I am constructing a very large DAG in dask to submit to the distributed scheduler, where nodes operate on dataframes which themselves can be quite large. One pattern is that I have about 50-60 functions that load data and construct pandas dataframes that are several hundred MB each (and logically represent partitions of a single table). I would like to concatenate these into a single dask dataframe for downstream nodes in the graph, while minimizing the data movement. I link the tasks like this:
dfs = [dask.delayed(load_pandas)(i) for i in disjoint_set_of_dfs]
dfs = [dask.delayed(pandas_to_dask)(df) for df in dfs]
return dask.delayed(concat_all)(dfs)
where
def pandas_to_dask(df):
return dask.dataframe.from_pandas(df).to_delayed()

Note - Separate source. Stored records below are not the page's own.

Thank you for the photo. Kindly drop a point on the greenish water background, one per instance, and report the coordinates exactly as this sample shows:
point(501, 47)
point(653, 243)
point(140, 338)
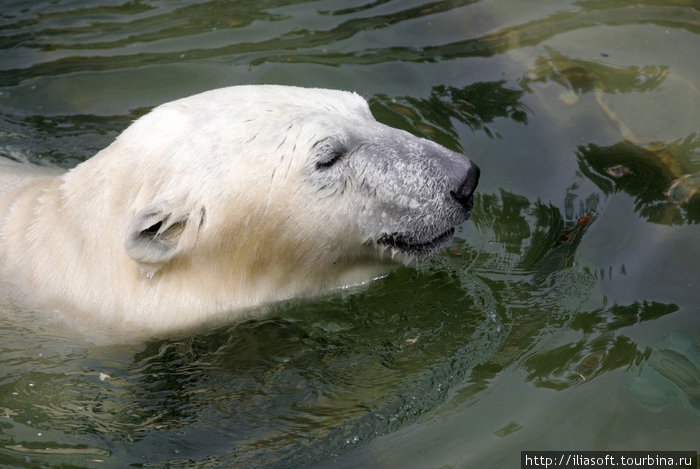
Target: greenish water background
point(565, 315)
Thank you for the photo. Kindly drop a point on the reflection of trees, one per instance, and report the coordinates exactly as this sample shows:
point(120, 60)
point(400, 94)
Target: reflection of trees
point(61, 140)
point(584, 76)
point(304, 46)
point(530, 267)
point(645, 173)
point(474, 105)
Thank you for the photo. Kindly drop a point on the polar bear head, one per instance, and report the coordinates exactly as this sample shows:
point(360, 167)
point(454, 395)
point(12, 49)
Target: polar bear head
point(230, 199)
point(282, 172)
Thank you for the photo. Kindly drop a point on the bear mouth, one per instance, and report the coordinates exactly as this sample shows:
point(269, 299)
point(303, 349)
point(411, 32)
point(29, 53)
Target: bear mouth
point(413, 247)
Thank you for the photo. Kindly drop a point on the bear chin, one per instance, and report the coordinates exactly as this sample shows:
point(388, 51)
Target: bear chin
point(415, 250)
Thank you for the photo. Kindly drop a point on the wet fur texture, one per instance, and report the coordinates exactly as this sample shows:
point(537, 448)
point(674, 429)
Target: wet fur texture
point(227, 200)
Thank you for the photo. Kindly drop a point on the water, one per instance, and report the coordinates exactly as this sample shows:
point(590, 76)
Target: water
point(563, 317)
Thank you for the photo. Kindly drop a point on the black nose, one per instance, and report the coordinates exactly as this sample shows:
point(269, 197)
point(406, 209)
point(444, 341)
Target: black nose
point(464, 193)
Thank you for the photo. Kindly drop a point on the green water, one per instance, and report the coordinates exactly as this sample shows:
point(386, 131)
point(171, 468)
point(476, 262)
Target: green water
point(564, 317)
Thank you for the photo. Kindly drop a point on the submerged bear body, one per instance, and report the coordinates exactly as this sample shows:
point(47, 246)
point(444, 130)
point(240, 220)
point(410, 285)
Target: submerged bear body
point(224, 201)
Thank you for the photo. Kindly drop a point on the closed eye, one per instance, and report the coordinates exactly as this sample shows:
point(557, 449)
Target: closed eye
point(330, 153)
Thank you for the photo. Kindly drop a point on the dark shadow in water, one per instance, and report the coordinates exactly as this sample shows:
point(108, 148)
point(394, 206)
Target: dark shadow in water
point(59, 140)
point(544, 289)
point(434, 117)
point(645, 173)
point(294, 47)
point(583, 76)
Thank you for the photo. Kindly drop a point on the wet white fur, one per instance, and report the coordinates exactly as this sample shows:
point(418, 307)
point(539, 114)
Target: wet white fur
point(229, 171)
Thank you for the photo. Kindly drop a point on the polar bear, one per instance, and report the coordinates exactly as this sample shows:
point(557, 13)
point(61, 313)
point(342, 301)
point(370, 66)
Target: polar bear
point(214, 204)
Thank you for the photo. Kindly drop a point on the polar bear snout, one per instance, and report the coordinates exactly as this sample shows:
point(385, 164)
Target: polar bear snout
point(215, 204)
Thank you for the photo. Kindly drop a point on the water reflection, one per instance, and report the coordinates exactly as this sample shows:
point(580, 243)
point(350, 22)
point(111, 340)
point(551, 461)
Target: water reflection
point(584, 76)
point(668, 374)
point(647, 174)
point(435, 117)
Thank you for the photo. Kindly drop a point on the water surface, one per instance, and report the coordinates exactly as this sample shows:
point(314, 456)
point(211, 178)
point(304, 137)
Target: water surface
point(564, 316)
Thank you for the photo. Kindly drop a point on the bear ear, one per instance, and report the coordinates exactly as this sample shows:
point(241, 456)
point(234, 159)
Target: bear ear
point(159, 233)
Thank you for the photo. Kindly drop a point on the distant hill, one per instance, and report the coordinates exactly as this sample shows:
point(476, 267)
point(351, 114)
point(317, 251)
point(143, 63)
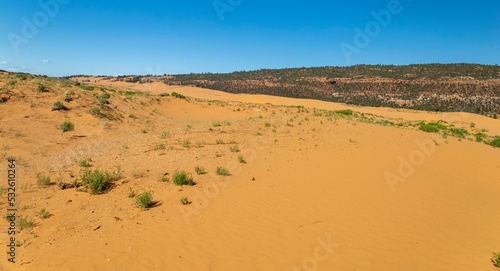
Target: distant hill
point(434, 87)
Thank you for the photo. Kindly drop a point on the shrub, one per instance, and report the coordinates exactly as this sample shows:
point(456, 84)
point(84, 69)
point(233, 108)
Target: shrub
point(95, 111)
point(162, 178)
point(182, 178)
point(44, 214)
point(177, 95)
point(480, 137)
point(58, 106)
point(495, 142)
point(43, 88)
point(99, 181)
point(67, 126)
point(431, 127)
point(458, 132)
point(85, 162)
point(131, 193)
point(496, 259)
point(241, 159)
point(165, 134)
point(144, 200)
point(222, 171)
point(184, 201)
point(199, 170)
point(346, 112)
point(43, 181)
point(25, 223)
point(103, 99)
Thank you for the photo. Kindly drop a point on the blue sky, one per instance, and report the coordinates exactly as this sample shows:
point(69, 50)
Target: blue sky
point(65, 37)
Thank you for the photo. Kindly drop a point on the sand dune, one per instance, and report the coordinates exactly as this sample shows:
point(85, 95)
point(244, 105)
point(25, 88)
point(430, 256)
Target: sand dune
point(312, 195)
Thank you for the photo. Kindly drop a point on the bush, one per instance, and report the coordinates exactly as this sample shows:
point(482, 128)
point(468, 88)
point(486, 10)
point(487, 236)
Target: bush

and I have tried various concat_all
implentations, but this seems reasonable:
def concat_all(dfs):
dfs = [dask.dataframe.from_delayed(df) for df in dfs]
return dask.dataframe.multi.concat(dfs, axis='index', join='inner')
All the pandas dataframes are disjoint on their index and sorted / monotonic.
However, I'm getting killed workers dying on this concat_all
function (cluster manager is killing them for exceeding their memory budgets) even though the memory budget on each is actually reasonably large and I wouldn't expect it to be moving data around. I'm reasonably certain that I always slice to a reasonable subset of data before calling compute()
within graph nodse that use the dask dataframe.
I am playing with --memory-limit
without success so far. Am I approaching the problem correctly at least? Are there considerations I'm missing?